Congenital adenosine deaminase (ADA) deficiency results in a severe combined immunodeficiency, but the precise molecular mechanism triggered by ADA deficiency had remained unclear. In August 1 Journal of Clinical Investigation, Justin Van De Wiele and colleagues at the Oklahoma Medical Research Foundation, US, show that ADA deficiency causes dATP-induced mitochondrial cytochrome c release followed by apoptosis, leading to reduced thymic T cell production (J Clin Invest 2002, 110:395-402).
Van De Wiele et al. cultured fetal thymic organs from ADA-deficient mice and observed that thymocyte development could be rescued by normalization of dATP levels with an inhibitor of adenosine kinase.
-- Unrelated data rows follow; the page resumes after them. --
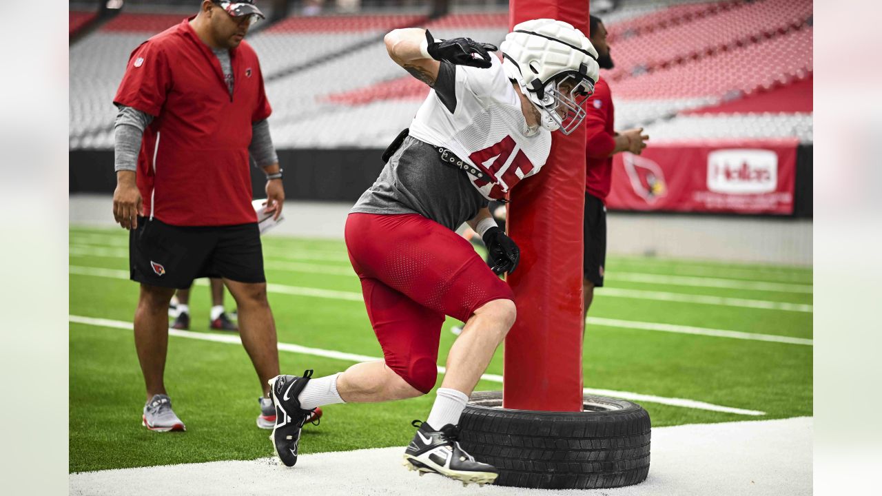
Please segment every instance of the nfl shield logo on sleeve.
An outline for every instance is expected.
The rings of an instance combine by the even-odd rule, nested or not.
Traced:
[[[156,262],[154,262],[153,260],[150,260],[150,267],[153,267],[153,272],[156,273],[156,275],[164,275],[165,274],[165,267],[162,267],[161,265],[160,265],[160,264],[158,264],[158,263],[156,263]]]

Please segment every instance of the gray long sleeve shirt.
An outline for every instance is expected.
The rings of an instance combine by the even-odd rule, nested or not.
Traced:
[[[229,51],[226,49],[213,49],[220,62],[224,73],[224,80],[233,94],[234,80]],[[153,116],[131,107],[120,106],[114,124],[114,170],[137,170],[138,154],[141,149],[141,139],[144,130],[153,122]],[[273,138],[270,136],[270,124],[265,119],[251,124],[251,143],[248,151],[258,167],[268,167],[279,162]]]

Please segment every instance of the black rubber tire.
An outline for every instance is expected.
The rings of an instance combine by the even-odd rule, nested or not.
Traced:
[[[541,489],[622,487],[649,473],[649,414],[640,405],[584,397],[582,412],[502,408],[502,391],[472,394],[460,444],[499,470],[497,485]]]

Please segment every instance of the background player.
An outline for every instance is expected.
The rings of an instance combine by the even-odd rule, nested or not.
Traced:
[[[612,69],[607,31],[600,19],[590,17],[591,44],[597,49],[601,69]],[[639,154],[647,147],[649,136],[643,128],[614,131],[615,112],[609,86],[600,78],[594,94],[588,99],[586,127],[585,170],[585,261],[582,279],[584,312],[594,297],[594,288],[603,286],[603,266],[606,262],[606,206],[612,180],[612,156],[620,152]]]
[[[286,465],[297,461],[312,409],[430,391],[450,315],[466,326],[429,417],[405,451],[406,465],[464,482],[496,479],[494,467],[457,442],[468,395],[516,316],[512,290],[497,274],[515,270],[519,253],[488,200],[505,199],[540,170],[551,131],[570,133],[581,123],[598,71],[594,48],[569,24],[535,19],[516,29],[522,32],[503,43],[505,62],[488,53],[496,47],[467,38],[437,41],[418,28],[386,34],[392,60],[432,91],[347,220],[349,259],[385,360],[311,380],[309,370],[273,380],[273,442]],[[492,267],[454,232],[467,221],[487,244]]]
[[[204,0],[198,15],[132,52],[114,98],[114,217],[131,229],[131,277],[140,283],[135,348],[146,389],[142,422],[152,431],[185,429],[164,382],[168,302],[175,289],[206,276],[222,277],[236,301],[263,386],[258,425],[275,421],[265,384],[279,373],[279,355],[249,155],[267,174],[276,216],[285,193],[260,64],[243,41],[258,18],[253,0]]]

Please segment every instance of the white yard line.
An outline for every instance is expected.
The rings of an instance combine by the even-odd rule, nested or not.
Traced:
[[[663,262],[656,259],[647,259],[645,260],[628,259],[619,263],[615,259],[608,258],[607,266],[627,267],[632,270],[639,270],[642,267],[654,261]],[[629,267],[630,266],[630,267]],[[803,275],[798,273],[785,271],[765,271],[762,269],[736,268],[730,267],[700,267],[689,266],[684,264],[673,264],[669,271],[676,272],[678,275],[726,277],[742,281],[764,281],[768,282],[788,282],[796,284],[811,284],[811,275]]]
[[[588,317],[586,323],[589,325],[602,326],[605,327],[621,327],[624,329],[642,329],[645,331],[662,331],[665,333],[678,333],[684,334],[697,334],[714,337],[727,337],[732,339],[744,339],[750,341],[767,341],[772,342],[785,342],[788,344],[803,344],[813,346],[814,342],[811,339],[799,337],[782,336],[777,334],[762,334],[758,333],[744,333],[741,331],[730,331],[727,329],[712,329],[707,327],[694,327],[691,326],[679,326],[676,324],[660,324],[655,322],[638,322],[636,320],[619,320],[617,319],[604,319],[602,317]]]
[[[128,240],[114,239],[110,243],[101,243],[97,239],[78,237],[76,241],[71,239],[70,250],[71,254],[96,257],[125,258],[129,257]],[[113,250],[113,248],[119,248]],[[335,252],[332,251],[317,251],[310,249],[295,248],[288,252],[279,247],[269,247],[265,245],[265,264],[274,263],[279,270],[289,270],[292,272],[305,272],[316,274],[328,274],[333,275],[353,275],[355,273],[350,269],[348,256],[345,252]],[[303,254],[303,256],[301,256]],[[272,260],[271,259],[280,259]],[[343,267],[337,267],[328,264],[297,264],[286,265],[283,260],[322,260],[333,261],[345,264]],[[268,266],[267,266],[268,267]],[[625,282],[644,282],[647,284],[664,284],[669,286],[694,286],[699,288],[721,288],[729,289],[745,289],[752,291],[773,291],[781,293],[801,293],[811,294],[813,292],[811,284],[796,284],[790,282],[774,282],[764,281],[744,281],[744,279],[732,279],[725,277],[699,277],[686,275],[668,275],[662,274],[651,274],[641,272],[617,272],[608,271],[607,281],[622,281]]]
[[[129,258],[129,243],[126,242],[124,244],[107,244],[104,245],[87,244],[87,243],[72,243],[69,245],[68,249],[71,254],[73,255],[82,255],[88,256],[93,255],[96,257],[111,257],[111,258]],[[324,261],[324,262],[333,262],[333,265],[325,264],[325,266],[330,268],[349,268],[349,272],[352,270],[349,266],[349,259],[346,253],[333,253],[328,252],[320,252],[316,250],[293,250],[290,252],[284,250],[276,249],[266,249],[264,247],[264,255],[270,259],[280,259],[282,260],[312,260],[312,261]]]
[[[129,273],[124,270],[104,269],[99,267],[89,267],[82,266],[69,266],[71,274],[79,275],[93,275],[98,277],[111,277],[116,279],[129,279]],[[94,270],[93,270],[94,269]],[[267,289],[278,293],[297,295],[303,297],[330,297],[351,301],[363,301],[361,293],[355,291],[337,291],[331,289],[319,289],[316,288],[303,288],[299,286],[288,286],[285,284],[267,284]],[[811,312],[811,304],[802,304],[794,303],[772,302],[766,300],[751,300],[744,298],[730,298],[725,297],[713,297],[707,295],[691,295],[686,293],[669,293],[662,291],[644,291],[640,289],[622,289],[618,288],[600,288],[597,289],[598,295],[608,297],[624,297],[644,300],[671,301],[677,303],[690,303],[701,304],[714,304],[720,306],[735,306],[746,308],[758,308],[763,310],[781,310],[788,312]]]
[[[620,288],[597,288],[595,297],[617,297],[639,300],[658,300],[677,303],[692,303],[699,304],[714,304],[718,306],[737,306],[742,308],[758,308],[762,310],[782,310],[786,312],[811,312],[811,305],[799,303],[774,302],[767,300],[751,300],[746,298],[731,298],[728,297],[714,297],[710,295],[690,295],[686,293],[671,293],[666,291],[646,291],[643,289],[623,289]]]
[[[763,282],[724,279],[720,277],[691,277],[685,275],[662,275],[637,272],[609,271],[605,279],[647,284],[665,284],[669,286],[697,286],[700,288],[725,288],[728,289],[747,289],[751,291],[775,291],[781,293],[811,293],[811,284],[793,284],[788,282]]]
[[[96,319],[93,317],[83,317],[80,315],[69,315],[68,319],[71,322],[74,322],[77,324],[85,324],[87,326],[97,326],[101,327],[111,327],[115,329],[124,329],[130,331],[132,330],[132,324],[131,322],[124,322],[123,320]],[[239,339],[239,336],[235,334],[194,333],[192,331],[182,331],[172,328],[168,329],[168,334],[170,335],[177,337],[210,341],[213,342],[223,342],[227,344],[242,344],[242,341]],[[327,358],[334,358],[338,360],[346,360],[350,362],[371,362],[376,360],[382,360],[382,358],[377,357],[368,357],[366,355],[355,355],[352,353],[345,353],[342,351],[335,351],[332,349],[321,349],[318,348],[307,348],[305,346],[300,346],[297,344],[289,344],[285,342],[279,343],[279,349],[282,351],[289,351],[292,353],[313,355],[316,357],[325,357]],[[446,369],[442,366],[438,366],[437,370],[438,373],[445,373],[446,372]],[[502,384],[503,382],[502,376],[497,374],[491,374],[491,373],[483,374],[481,376],[481,379],[482,380],[497,382],[499,384]],[[688,400],[684,398],[665,398],[662,396],[654,396],[651,395],[641,395],[639,393],[631,393],[628,391],[613,391],[610,389],[595,389],[591,387],[586,387],[585,393],[589,395],[615,396],[617,398],[622,398],[624,400],[631,400],[635,402],[647,402],[651,403],[660,403],[663,405],[669,405],[675,407],[704,410],[709,411],[719,411],[723,413],[734,413],[736,415],[746,415],[746,416],[766,415],[766,412],[764,411],[715,405],[713,403],[707,403],[705,402],[698,402],[695,400]]]
[[[325,415],[333,415],[332,411],[329,409]],[[330,418],[328,422],[333,422]],[[370,426],[381,427],[399,428],[379,423]],[[275,458],[260,458],[83,472],[69,476],[68,489],[74,496],[811,494],[813,430],[811,417],[654,427],[647,480],[594,492],[492,485],[463,487],[434,474],[419,477],[401,466],[404,447],[303,454],[293,469]],[[312,428],[304,431],[302,446],[310,444],[314,432]],[[266,449],[268,455],[269,441]]]
[[[71,274],[79,275],[91,275],[97,277],[109,277],[112,279],[129,279],[129,273],[124,270],[101,267],[86,267],[79,266],[70,266]],[[203,279],[196,281],[198,285],[206,285]],[[361,293],[350,291],[334,291],[331,289],[318,289],[316,288],[303,288],[298,286],[285,286],[282,284],[269,283],[266,289],[272,292],[284,293],[299,297],[312,297],[330,299],[342,299],[347,301],[363,302],[364,298]],[[605,326],[608,327],[623,327],[628,329],[642,329],[647,331],[662,331],[668,333],[679,333],[685,334],[698,334],[714,337],[726,337],[733,339],[743,339],[751,341],[766,341],[775,342],[786,342],[789,344],[804,344],[812,346],[811,339],[783,336],[777,334],[764,334],[759,333],[745,333],[742,331],[731,331],[727,329],[713,329],[707,327],[696,327],[691,326],[680,326],[676,324],[660,324],[655,322],[640,322],[637,320],[619,320],[617,319],[604,319],[601,317],[588,317],[588,324]]]

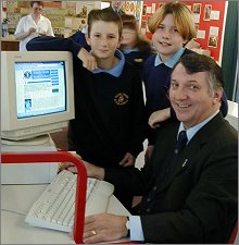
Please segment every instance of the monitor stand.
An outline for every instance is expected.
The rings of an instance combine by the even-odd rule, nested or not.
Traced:
[[[32,139],[1,139],[2,152],[56,151],[49,134]],[[58,163],[8,163],[1,164],[1,184],[50,183],[58,172]]]

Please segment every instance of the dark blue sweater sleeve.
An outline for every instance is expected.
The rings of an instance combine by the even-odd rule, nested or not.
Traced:
[[[72,38],[61,37],[36,37],[26,44],[28,51],[70,51],[77,57],[81,45],[75,42]]]

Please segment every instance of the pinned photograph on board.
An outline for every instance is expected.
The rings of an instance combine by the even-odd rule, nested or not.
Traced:
[[[218,37],[215,35],[209,36],[209,47],[216,48],[217,47]]]
[[[200,14],[201,13],[201,7],[202,7],[201,3],[193,3],[192,12],[197,13],[197,14]]]
[[[204,8],[204,21],[210,21],[211,20],[211,11],[212,11],[212,5],[205,4]]]

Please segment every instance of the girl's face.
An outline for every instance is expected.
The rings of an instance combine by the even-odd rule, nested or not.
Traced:
[[[167,14],[152,36],[153,45],[163,62],[169,60],[186,44],[178,33],[172,14]]]
[[[39,5],[37,2],[34,2],[32,9],[34,16],[39,17],[42,9],[43,9],[42,5]]]
[[[122,45],[127,48],[134,48],[137,41],[137,30],[130,28],[123,28],[122,32]]]
[[[114,22],[96,21],[86,39],[97,58],[113,58],[115,50],[120,47],[118,26]]]

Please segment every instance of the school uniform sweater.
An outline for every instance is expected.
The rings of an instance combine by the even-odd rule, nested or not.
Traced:
[[[83,68],[80,45],[71,38],[35,38],[27,49],[73,52],[75,119],[68,137],[84,160],[118,168],[126,152],[137,157],[143,149],[146,114],[141,81],[130,64],[118,77],[92,73]]]
[[[142,78],[142,70],[146,60],[151,56],[151,47],[146,42],[143,49],[122,49],[122,52],[125,56],[127,62],[133,64],[139,72],[140,77]]]

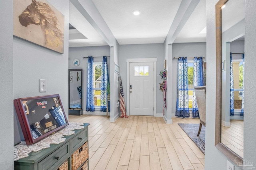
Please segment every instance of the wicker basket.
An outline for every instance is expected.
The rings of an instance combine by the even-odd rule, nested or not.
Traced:
[[[89,153],[88,143],[88,142],[86,142],[71,155],[72,170],[77,170],[88,158]]]
[[[88,161],[86,160],[79,170],[88,170]]]
[[[68,159],[60,166],[57,170],[68,170]]]

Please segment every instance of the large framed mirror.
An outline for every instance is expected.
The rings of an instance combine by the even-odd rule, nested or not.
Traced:
[[[215,145],[236,164],[244,149],[244,0],[220,0],[216,12]]]
[[[83,114],[82,69],[68,69],[68,114]]]

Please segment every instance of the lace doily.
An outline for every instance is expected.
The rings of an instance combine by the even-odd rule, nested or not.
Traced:
[[[37,152],[42,149],[50,148],[51,144],[58,144],[65,142],[64,136],[75,134],[75,129],[84,129],[84,123],[69,122],[69,125],[61,130],[44,138],[36,143],[27,145],[24,141],[14,147],[14,160],[28,156],[32,152]]]

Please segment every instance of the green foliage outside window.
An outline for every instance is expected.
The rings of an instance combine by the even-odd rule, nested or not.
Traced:
[[[241,64],[239,66],[239,86],[243,86],[244,82],[244,64]]]

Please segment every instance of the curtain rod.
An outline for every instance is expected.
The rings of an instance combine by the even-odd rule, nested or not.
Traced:
[[[173,59],[179,59],[181,57],[173,57]],[[187,59],[194,59],[195,57],[187,57]],[[204,59],[204,57],[203,57],[203,59]]]
[[[93,58],[97,58],[97,57],[103,57],[103,56],[101,57],[93,57]],[[110,56],[107,56],[107,57],[110,57]],[[88,58],[88,57],[83,57],[83,59],[85,59],[86,58]]]

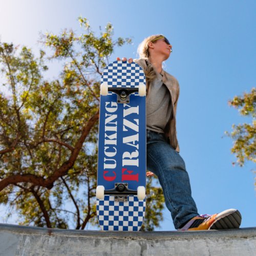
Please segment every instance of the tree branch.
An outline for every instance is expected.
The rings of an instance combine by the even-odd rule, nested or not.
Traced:
[[[99,110],[92,116],[83,126],[82,134],[76,143],[69,160],[57,169],[47,179],[32,174],[17,174],[8,177],[0,181],[0,191],[10,184],[15,184],[18,182],[30,182],[35,185],[39,185],[50,189],[53,186],[54,182],[60,177],[65,175],[72,167],[82,148],[84,140],[91,129],[99,119]]]

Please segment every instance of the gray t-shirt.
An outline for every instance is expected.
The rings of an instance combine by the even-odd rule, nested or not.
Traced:
[[[170,93],[159,73],[157,73],[150,86],[150,93],[146,98],[146,129],[164,133],[172,114]]]

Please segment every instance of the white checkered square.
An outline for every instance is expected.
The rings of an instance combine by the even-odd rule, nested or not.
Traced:
[[[129,196],[127,202],[115,202],[113,196],[97,200],[97,215],[103,230],[139,231],[145,216],[146,201]]]
[[[146,83],[142,69],[136,63],[121,60],[110,64],[103,72],[101,83],[108,83],[109,87],[138,87],[140,83]]]

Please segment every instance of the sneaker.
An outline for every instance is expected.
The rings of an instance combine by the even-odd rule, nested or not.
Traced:
[[[242,217],[238,210],[229,209],[220,214],[205,214],[191,219],[178,231],[239,228]]]

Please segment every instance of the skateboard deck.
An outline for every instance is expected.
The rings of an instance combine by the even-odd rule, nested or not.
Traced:
[[[101,83],[97,189],[104,194],[99,199],[96,190],[98,220],[103,230],[138,231],[146,206],[145,197],[137,196],[146,187],[145,75],[135,62],[116,61]]]

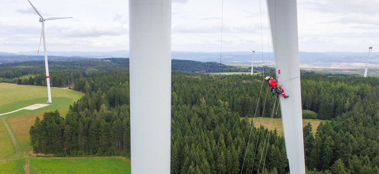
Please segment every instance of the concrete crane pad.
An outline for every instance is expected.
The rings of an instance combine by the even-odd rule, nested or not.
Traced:
[[[46,106],[47,106],[47,105],[48,105],[47,104],[34,104],[33,105],[30,105],[29,106],[25,107],[25,108],[22,108],[21,109],[18,109],[17,110],[16,110],[15,111],[11,111],[11,112],[7,112],[6,113],[4,113],[3,114],[0,114],[0,116],[3,115],[5,115],[6,114],[10,114],[11,113],[13,113],[14,112],[17,112],[17,111],[19,111],[20,110],[23,110],[23,109],[27,109],[27,110],[35,110],[36,109],[38,109],[39,108],[42,108],[42,107],[45,107]]]
[[[33,105],[31,105],[28,107],[26,107],[25,108],[23,108],[23,109],[27,109],[28,110],[34,110],[36,109],[38,109],[39,108],[41,108],[42,107],[45,107],[46,106],[48,106],[49,105],[47,104],[35,104]]]

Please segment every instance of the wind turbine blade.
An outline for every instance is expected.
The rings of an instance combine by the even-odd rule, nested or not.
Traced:
[[[66,19],[66,18],[72,18],[72,17],[49,17],[49,18],[45,19],[46,20],[53,20],[54,19]]]
[[[41,41],[42,40],[42,36],[44,34],[44,32],[45,30],[45,21],[42,21],[42,30],[41,31],[41,38],[39,39],[39,45],[38,46],[38,52],[37,52],[37,55],[38,55],[38,53],[39,52],[39,47],[41,47]]]
[[[33,9],[34,9],[34,10],[36,11],[36,13],[37,13],[37,14],[38,14],[38,16],[39,16],[39,17],[41,17],[41,18],[42,18],[42,19],[43,19],[44,17],[42,17],[42,15],[41,15],[41,14],[39,13],[39,12],[38,12],[38,11],[37,10],[37,9],[36,9],[36,8],[34,7],[34,6],[33,5],[33,4],[31,4],[31,3],[30,2],[30,1],[29,1],[29,0],[28,0],[28,1],[29,2],[29,3],[30,3],[31,5],[31,7],[33,7]]]
[[[258,44],[258,45],[259,45],[259,44]],[[257,48],[258,48],[258,45],[257,45],[257,46],[255,47],[255,49],[254,49],[254,51],[255,51],[255,50],[257,49]]]

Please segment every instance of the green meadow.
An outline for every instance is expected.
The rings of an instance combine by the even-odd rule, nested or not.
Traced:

The cultures could also be rescued by introduction of a Bcl-2 transgene, suggesting that toxicity results from dATP-induced cytochrome c release from the mitochondria, triggering apoptosis of thymocytes beyond the double-negative stage.
"Our experiments provide a new perspective on the routes by which thymocytes die by apoptosis during development," write the authors. "We anticipate that continued use of in vitro models of thymocyte differentiation to study ADA deficiency will not only shed additional light on the pathogenesis of this immunodeficiency but will also further our understanding of normal programs of T cell development", they conclude.